Charged Up or Stalled Out? The UK’s Electric Vehicle Revolution

The electric vehicle transition is something we have seen grow over the past few years. However, recent figures from January are not showing much change in demand for electric vehicles compared with last year. It’s not a big drop, but it’s also not moving forward and that in itself is worth paying attention to.


Woman holding grocery bags while her blue electric car charges on a residential street.

The UK’s move to electric vehicles is now entering a tougher phase. With targets approaching, the choices made this year will determine whether adoption keeps growing or starts to stagnate.

We saw a healthy increase in EV adoption, especially among businesses over the last few years. At the time, it was cheaper to go electric, with low running costs and the tax system making cleaner vehicles more affordable. Benefit-in-Kind tax remained very favourable for businesses, and schemes like salary sacrifice were available, though private buyers saw much smaller advantages.

Rising Benefit-in-Kind tax, higher charging costs, and the removal of incentives like no road tax have eaten into earlier advantages, and while the government’s Electric Car Scheme offers grants to make EVs more affordable, uncertainty and changing rules are still softening demand and undermining confidence.

This uncertainty extends to the used EV market, where steep depreciation is costing billions and undermining confidence. The used market affects the affordability of new vehicles and the business models of fleets, leasing, and rental providers. Data from We Buy Any Car shows an average EV loses around 40% of its original value in one year and 50% by two years. Petrol, diesel, and hybrid cars retain over 65% at one year and 60% at two. Lower resale values hit private buyers and businesses alike, making adoption slower across both private and fleet markets.

Charging infrastructure is another barrier. Home charging works for many, but drivers without off-street parking face limits in access to reliable and affordable charging. While the network has grown, with 45,242 locations and 88,513 points according to Zapmap, public charging remains expensive and unevenly distributed. For drivers dependent on public charging, the financial advantage of going electric is shrinking, as higher electricity costs and standing charges, up around 450% since 2021, cut into potential savings.

The van market faces similar challenges. Electric vans currently make up around 10% of registrations, against a 24% target, meaning demand must more than double to stay on track.

Electric vans currently make up a small share of registrations and are clearly behind cars in the transition to electric. Growth is slower than expected, range is more limited, and model choice is narrower, which makes switching to electric vans more challenging for many businesses. While incentives exist, the overall market is still adjusting, and adoption is not moving as quickly as it needs to if government targets are to be met.

As of April 2025, electric vehicles became subject to Vehicle Excise Duty and the expensive car supplement. EV drivers are now facing higher costs than equivalent petrol or diesel vehicles, which takes away some of the financial advantage of going electric. At a time when the market is still trying to build long-term confidence, this raises further concern.

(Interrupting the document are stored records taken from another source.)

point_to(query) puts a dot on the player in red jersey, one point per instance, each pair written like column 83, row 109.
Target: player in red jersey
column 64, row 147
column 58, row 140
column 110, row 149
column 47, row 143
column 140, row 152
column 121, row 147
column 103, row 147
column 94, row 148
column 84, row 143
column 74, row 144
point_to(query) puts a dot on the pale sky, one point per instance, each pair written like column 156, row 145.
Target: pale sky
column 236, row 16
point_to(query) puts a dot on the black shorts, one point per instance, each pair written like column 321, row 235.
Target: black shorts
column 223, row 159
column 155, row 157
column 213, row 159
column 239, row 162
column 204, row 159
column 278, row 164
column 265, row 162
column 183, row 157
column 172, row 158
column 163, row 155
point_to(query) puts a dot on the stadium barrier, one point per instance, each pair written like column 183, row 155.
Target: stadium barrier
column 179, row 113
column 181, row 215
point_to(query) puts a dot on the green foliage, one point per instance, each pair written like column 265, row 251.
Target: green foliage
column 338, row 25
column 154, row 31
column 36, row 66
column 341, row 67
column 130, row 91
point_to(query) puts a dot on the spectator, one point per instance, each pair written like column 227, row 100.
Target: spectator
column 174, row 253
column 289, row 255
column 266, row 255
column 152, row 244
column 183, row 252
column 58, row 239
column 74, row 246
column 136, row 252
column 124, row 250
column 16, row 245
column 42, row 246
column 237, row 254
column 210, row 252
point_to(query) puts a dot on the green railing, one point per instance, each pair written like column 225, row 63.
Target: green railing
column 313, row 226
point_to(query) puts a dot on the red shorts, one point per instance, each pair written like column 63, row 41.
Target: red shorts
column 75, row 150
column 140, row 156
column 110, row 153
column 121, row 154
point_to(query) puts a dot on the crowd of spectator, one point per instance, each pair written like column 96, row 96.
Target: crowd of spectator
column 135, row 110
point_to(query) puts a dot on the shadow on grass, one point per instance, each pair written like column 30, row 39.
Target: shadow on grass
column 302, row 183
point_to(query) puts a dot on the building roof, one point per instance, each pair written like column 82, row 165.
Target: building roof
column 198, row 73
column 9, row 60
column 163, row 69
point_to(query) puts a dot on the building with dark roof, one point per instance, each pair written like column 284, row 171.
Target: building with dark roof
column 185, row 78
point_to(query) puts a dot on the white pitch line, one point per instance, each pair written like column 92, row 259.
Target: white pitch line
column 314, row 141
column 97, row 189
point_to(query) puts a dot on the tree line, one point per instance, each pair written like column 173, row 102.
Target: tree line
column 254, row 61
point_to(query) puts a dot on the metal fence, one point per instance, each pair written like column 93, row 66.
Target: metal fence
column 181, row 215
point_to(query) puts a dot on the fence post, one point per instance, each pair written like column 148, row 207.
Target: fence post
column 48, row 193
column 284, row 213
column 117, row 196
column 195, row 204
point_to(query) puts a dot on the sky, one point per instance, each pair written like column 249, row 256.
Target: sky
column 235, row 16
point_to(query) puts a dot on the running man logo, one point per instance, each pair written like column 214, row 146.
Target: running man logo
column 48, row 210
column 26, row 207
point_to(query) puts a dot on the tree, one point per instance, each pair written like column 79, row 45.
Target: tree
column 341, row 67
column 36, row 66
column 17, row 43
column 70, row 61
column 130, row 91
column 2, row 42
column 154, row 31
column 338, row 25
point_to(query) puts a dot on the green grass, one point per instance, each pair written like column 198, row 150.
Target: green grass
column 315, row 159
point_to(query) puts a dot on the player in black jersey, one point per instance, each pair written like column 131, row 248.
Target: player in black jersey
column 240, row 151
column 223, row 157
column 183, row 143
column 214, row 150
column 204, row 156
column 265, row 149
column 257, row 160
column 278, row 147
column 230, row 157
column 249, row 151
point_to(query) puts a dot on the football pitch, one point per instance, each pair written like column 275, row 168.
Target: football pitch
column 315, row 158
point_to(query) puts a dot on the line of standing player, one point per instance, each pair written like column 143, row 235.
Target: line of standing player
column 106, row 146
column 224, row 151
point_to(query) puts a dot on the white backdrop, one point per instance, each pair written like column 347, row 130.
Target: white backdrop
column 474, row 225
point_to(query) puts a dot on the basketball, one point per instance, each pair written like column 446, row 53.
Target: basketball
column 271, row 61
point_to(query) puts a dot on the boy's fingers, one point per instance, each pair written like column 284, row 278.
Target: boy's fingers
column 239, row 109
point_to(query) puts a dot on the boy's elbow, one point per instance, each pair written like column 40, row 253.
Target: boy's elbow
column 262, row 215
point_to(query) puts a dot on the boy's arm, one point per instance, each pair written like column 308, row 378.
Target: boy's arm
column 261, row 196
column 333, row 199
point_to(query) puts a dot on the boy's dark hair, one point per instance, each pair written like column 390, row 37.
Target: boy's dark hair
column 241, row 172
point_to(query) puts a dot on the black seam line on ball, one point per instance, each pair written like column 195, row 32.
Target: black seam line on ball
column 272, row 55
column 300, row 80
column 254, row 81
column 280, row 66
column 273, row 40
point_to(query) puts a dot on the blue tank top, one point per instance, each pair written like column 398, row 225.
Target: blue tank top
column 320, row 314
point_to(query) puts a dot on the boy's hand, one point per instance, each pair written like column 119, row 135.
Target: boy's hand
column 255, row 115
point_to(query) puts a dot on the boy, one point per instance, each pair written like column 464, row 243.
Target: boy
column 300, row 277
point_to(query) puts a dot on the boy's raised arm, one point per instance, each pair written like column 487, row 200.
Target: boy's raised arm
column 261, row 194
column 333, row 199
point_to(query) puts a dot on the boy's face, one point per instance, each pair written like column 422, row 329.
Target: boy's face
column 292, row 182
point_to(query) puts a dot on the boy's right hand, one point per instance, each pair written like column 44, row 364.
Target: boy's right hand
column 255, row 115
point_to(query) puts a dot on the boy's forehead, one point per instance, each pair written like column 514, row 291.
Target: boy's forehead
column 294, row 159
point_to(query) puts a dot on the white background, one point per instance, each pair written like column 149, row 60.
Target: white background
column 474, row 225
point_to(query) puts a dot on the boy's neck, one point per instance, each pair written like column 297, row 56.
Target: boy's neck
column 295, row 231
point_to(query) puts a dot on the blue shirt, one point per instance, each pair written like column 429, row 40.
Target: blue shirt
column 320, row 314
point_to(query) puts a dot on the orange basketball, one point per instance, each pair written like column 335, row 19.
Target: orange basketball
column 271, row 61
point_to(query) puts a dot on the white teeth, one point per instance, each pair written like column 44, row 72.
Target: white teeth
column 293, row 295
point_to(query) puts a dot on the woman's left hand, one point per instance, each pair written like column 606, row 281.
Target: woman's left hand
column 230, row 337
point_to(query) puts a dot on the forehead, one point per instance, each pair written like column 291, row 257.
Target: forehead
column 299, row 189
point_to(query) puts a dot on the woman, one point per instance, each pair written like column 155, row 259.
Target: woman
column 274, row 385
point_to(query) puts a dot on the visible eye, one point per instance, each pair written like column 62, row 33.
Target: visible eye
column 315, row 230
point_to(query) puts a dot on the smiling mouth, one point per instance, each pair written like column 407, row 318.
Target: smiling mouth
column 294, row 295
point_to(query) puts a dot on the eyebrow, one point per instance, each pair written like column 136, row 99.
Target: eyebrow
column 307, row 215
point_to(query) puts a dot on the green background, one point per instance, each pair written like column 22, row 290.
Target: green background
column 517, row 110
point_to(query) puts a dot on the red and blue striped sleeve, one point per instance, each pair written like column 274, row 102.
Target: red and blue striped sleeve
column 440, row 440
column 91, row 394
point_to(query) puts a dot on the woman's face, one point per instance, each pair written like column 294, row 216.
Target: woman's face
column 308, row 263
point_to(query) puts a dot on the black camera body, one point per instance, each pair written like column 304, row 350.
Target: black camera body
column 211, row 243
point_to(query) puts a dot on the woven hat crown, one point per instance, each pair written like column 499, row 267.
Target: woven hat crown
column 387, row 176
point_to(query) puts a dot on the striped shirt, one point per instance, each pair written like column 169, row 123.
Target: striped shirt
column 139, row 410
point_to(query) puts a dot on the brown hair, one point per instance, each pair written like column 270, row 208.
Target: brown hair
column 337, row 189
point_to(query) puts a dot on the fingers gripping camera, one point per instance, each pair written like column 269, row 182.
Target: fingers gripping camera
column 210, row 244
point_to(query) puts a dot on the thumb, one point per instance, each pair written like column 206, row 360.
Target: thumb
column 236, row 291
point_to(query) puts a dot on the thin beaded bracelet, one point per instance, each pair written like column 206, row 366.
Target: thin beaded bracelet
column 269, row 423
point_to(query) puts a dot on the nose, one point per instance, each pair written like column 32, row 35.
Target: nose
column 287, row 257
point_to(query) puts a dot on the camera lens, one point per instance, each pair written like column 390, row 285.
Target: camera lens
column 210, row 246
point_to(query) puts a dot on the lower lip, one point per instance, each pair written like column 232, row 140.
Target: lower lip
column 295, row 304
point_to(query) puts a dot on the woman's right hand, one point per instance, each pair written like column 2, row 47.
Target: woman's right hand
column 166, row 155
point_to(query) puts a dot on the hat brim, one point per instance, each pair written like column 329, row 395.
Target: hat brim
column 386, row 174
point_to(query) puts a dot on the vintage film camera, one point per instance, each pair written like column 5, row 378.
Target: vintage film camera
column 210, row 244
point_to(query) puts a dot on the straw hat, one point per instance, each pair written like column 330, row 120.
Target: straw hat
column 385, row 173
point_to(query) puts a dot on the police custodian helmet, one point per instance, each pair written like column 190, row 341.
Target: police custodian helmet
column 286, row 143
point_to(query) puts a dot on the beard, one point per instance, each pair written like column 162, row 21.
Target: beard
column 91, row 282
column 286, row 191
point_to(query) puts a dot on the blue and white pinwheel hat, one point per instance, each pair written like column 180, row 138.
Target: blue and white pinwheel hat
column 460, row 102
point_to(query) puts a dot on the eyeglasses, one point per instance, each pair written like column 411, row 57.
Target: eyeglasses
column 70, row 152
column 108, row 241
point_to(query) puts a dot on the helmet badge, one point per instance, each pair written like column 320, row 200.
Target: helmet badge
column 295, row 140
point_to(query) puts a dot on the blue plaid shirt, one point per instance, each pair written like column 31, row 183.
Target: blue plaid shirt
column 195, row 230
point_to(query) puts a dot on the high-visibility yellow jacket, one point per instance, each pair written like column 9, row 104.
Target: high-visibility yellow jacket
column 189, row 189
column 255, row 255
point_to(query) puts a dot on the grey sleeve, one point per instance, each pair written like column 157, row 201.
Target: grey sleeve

Some of the incentives that originally helped drive growth were reduced or removed too quickly. When the market was still developing, that may have taken away some of the momentum. Rising costs, additional taxation and mixed messaging have only added to the uncertainty.

There is a growing sense that taxation, regulation and infrastructure are not fully aligned. When policy moves in different directions, it becomes harder for consumers and businesses to plan ahead with confidence.

Incentives like the Electric Car Grant are a step in the right direction, but they do not go far enough to really shift wider demand.

Pressure is building from all sides to cut emissions, to make EVs affordable, and to keep businesses moving. The UK still has a chance to lead the shift to zero-emission transport.

But it won’t happen just by setting targets. What matters now is making the transition practical, predictable and joined-up. Taxation, incentives, infrastructure and regulation all need to work together so people and businesses can have confidence to make the switch.

The ambition is still there. The technology is ready. What’s needed now is the right environment to turn that into real momentum.